Monia Mazigh on revisiting the turmoil in Tunisia
Monia Mazigh is a Canadian academic and human rights advocate. Her 2008 memoir, Hope and Despair, chronicles the challenges she faced when her Syrian-Canadian husband was suspected of being a terrorist by the U.S. government in 2002. Instead of being sent back to Canada, he was deported to Syria where he was imprisoned and tortured for nearly a year. During her husband's imprisonment, Mazigh relentlessly campaigned to have him released and clear his name.
Mazigh gravitated towards fiction for her new book, Hope Has Two Daughters. The novel alternates between the tales of Nadia and Lila, a mother and daughter who experience two different revolutions, 25 years apart, in Tunisia, where Mazigh was born and raised.
Revisiting the past
I was going to the high school.
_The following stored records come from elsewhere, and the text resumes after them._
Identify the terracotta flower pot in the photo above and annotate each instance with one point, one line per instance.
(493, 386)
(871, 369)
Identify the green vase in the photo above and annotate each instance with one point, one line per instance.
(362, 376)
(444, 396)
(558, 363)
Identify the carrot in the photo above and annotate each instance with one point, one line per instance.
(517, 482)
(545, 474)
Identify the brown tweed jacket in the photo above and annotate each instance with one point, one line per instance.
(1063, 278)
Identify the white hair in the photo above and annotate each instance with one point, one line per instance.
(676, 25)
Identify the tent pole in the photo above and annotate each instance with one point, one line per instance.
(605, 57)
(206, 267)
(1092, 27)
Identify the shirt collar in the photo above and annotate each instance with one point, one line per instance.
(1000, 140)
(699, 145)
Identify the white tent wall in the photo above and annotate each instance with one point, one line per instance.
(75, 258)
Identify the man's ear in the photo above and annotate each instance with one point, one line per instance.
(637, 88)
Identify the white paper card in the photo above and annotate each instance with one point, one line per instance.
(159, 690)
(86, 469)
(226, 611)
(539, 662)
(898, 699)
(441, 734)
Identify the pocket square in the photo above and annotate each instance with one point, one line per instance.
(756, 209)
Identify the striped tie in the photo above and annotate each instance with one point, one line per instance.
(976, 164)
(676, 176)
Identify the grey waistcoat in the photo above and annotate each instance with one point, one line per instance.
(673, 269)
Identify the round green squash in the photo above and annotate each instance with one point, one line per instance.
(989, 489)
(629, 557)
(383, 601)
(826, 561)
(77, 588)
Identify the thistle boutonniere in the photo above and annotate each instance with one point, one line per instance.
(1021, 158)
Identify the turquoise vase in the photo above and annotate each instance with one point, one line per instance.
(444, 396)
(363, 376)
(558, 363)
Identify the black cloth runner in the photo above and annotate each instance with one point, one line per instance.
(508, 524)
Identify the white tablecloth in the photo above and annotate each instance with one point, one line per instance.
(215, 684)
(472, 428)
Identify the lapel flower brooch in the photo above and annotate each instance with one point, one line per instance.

I really didn't understand what was going on. At that time, there was no social media. We had only one channel of TV and that was controlled by the state. So we really didn't see what was happening in the streets. We were not able to read. I didn't see movies. I didn't read books about it. I grew up in kind of a parallel world — and I was not the only one. I think many were like me. So with age, with time, with a different place, with all that's going on with the turmoil happening in the Arab world, I decided to go and revisit this period of my life in a way, but through the eyes of another young woman.
Oppression, resistance and leaving it all behind
In a way, I was doing with Nadia what I couldn't do. I had seen this around me, this oppression by the authority. It affected me. I decided to leave, and I got the opportunity to leave smoothly, not like Nadia. But I left with a bitter taste in my mouth — of the oppression of authority, of just not being able to be who we are. I speak a lot about the mould that they want us to fit in. By "they," I mean what people in Tunisia refer to as "the ruler" or "the authority". It represents the government. It represents police. It represents official institutions. That's also part of the trauma. People are subdued. They just accept it with a fatalism that I was against. But maybe I didn't have the courage, or I didn't have the circumstances. I was not involved at all in politics, so I didn't have the opportunity to stand up against it. I just left.
Monia Mazigh's comments have been edited and condensed.